Intel Trace Analyzer and Collector

Intel Trace Analyzer and Collector (ITAC) are two tools used for analyzing MPI behavior in parallel applications. ITAC identifies MPI load imbalance and communication hotspots in order to help developers optimize MPI parallelization and minimize communication and synchronization in their applications. Using Trace Collector on Cori must be done with a command line interface, while Trace Analyzer supports both a command line and graphical user interface which analyzes the data from Trace Collector.

Trace Collector and Trace Analyzer are provided by the itac module on Cori.

Compiler wrappers

Although Trace Collector and Trace Analyzer are Intel tools, on Cori they work properly only with codes compiled with the Cray MPI compiler wrappers, not the Intel MPI compiler wrappers provided in the impi modules.

Performing a collection with Trace Collector

To perform a collection with Trace Collector, one should compile her application as normal, using dynamic linking, and then set the LD_PRELOAD environment variable at runtime in order to instrument the executable with Trace Collector. E.g.,

module load itac
cc -g -O2 -dynamic -o foo.ex foo.c
export LD_PRELOAD=$VT_ROOT/intel64/slib/libVT.so
srun -n 128 -c 2 --cpu-bind=cores ./foo.ex

where the environment variable VT_ROOT is defined by the itac module. Trace Collector supports several different collection types, which are stored in different libraries; to perform a different collection, one can replace the libVT.so library with a different library, e.g., libVTim.so for tracing MPI load imbalance. The available collections are listed here.

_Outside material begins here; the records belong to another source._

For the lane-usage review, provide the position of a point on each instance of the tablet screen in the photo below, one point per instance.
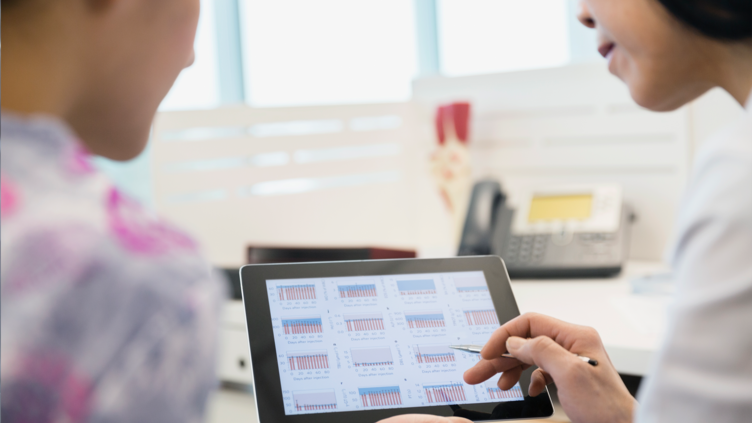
(375, 342)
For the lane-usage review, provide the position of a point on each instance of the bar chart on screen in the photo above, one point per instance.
(445, 392)
(381, 396)
(368, 357)
(308, 360)
(296, 292)
(357, 290)
(362, 322)
(494, 392)
(425, 319)
(433, 354)
(470, 284)
(416, 287)
(302, 324)
(481, 317)
(315, 400)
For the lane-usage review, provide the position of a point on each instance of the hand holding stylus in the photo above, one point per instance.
(587, 393)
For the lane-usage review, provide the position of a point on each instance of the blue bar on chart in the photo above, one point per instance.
(379, 397)
(424, 319)
(481, 317)
(377, 356)
(433, 353)
(416, 287)
(297, 325)
(296, 292)
(367, 321)
(315, 400)
(357, 291)
(470, 284)
(448, 392)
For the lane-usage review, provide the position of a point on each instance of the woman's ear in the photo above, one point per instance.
(99, 5)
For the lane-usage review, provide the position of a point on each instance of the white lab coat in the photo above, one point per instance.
(703, 371)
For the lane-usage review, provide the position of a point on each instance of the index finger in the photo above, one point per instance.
(528, 325)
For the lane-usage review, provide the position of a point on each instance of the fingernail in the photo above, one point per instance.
(515, 343)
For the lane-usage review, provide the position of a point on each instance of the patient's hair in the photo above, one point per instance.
(729, 20)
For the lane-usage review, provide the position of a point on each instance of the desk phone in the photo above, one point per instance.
(567, 232)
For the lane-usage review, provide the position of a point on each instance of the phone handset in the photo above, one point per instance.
(477, 234)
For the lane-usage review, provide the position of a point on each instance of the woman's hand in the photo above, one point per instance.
(587, 393)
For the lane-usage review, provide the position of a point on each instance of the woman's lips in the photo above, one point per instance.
(605, 49)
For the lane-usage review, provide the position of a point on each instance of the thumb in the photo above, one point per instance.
(542, 351)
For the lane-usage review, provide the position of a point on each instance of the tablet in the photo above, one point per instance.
(366, 340)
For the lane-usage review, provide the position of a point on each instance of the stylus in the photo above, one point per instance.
(475, 349)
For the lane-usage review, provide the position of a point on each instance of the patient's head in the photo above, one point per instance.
(101, 65)
(669, 52)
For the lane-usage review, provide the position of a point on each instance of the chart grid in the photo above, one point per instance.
(416, 287)
(300, 325)
(308, 360)
(450, 392)
(433, 354)
(360, 322)
(367, 357)
(425, 319)
(315, 401)
(514, 393)
(375, 397)
(471, 284)
(481, 317)
(296, 292)
(356, 291)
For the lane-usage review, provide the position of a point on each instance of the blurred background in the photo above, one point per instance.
(316, 124)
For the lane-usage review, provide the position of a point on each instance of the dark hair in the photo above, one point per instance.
(729, 20)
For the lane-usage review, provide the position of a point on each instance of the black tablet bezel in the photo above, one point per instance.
(267, 382)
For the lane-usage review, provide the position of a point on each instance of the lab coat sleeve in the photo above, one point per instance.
(703, 371)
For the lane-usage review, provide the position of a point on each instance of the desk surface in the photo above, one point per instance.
(630, 325)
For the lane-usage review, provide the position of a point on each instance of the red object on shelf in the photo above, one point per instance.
(459, 115)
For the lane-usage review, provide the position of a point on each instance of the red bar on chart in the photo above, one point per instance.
(315, 400)
(425, 319)
(308, 360)
(481, 317)
(381, 396)
(450, 392)
(361, 322)
(357, 291)
(296, 292)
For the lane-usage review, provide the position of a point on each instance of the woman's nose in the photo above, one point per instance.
(584, 16)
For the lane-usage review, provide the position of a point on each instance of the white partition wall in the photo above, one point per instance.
(318, 176)
(575, 124)
(358, 175)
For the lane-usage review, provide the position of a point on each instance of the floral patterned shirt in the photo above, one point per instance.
(108, 313)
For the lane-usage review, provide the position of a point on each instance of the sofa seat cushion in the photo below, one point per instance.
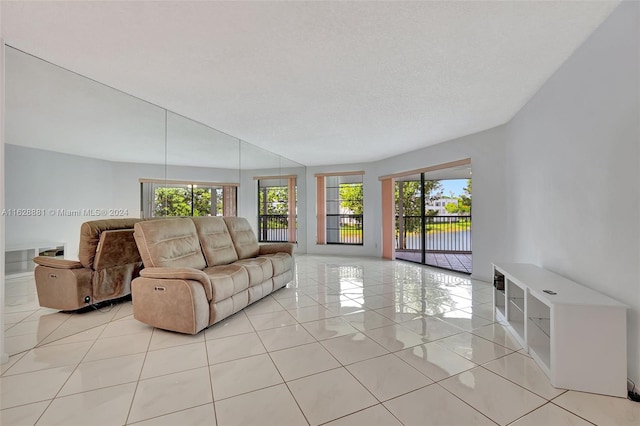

Upon completion of the code execution, Trace Collector will generate a collection database in the directory from which the application was launched. This database can then be viewed with Trace Analyzer.

Some features of Trace Collector currently do not work with the Cray MPI wrappers. Please see the known issues section below for a description of these.

Following code completion, Trace Collector will produce several files in the directory from which the job was launched, including a file named <executable>.stf, which is the primary collection database. Steps for analyzing this database are provided below.

Additional options for trace collections

Trace Collector supports a few non-default collection options.

Consolidating collection database files

By default, Trace Collector will produce a large number of files along with the .stf file, which is the primary collection database. However, Trace Collector can consolidate the entire database into a single .stf file by using the following environment variable:

export VT_LOGFILE_FORMAT=STFSINGLE

Capturing OpenMP behavior

Trace Collector can also capture an application's OpenMP behavior, if the application is compiled dynamically with the Intel compilers. To do so, one should set the following environment variables at run time:

export INTEL_LIBITTNOTIFY64=$VT_ROOT/intel64/slib/libVT.so
export KMP_FORKJOIN_FRAMES_MODE=0

where libVT.so should match the same collection library used in LD_PRELOAD.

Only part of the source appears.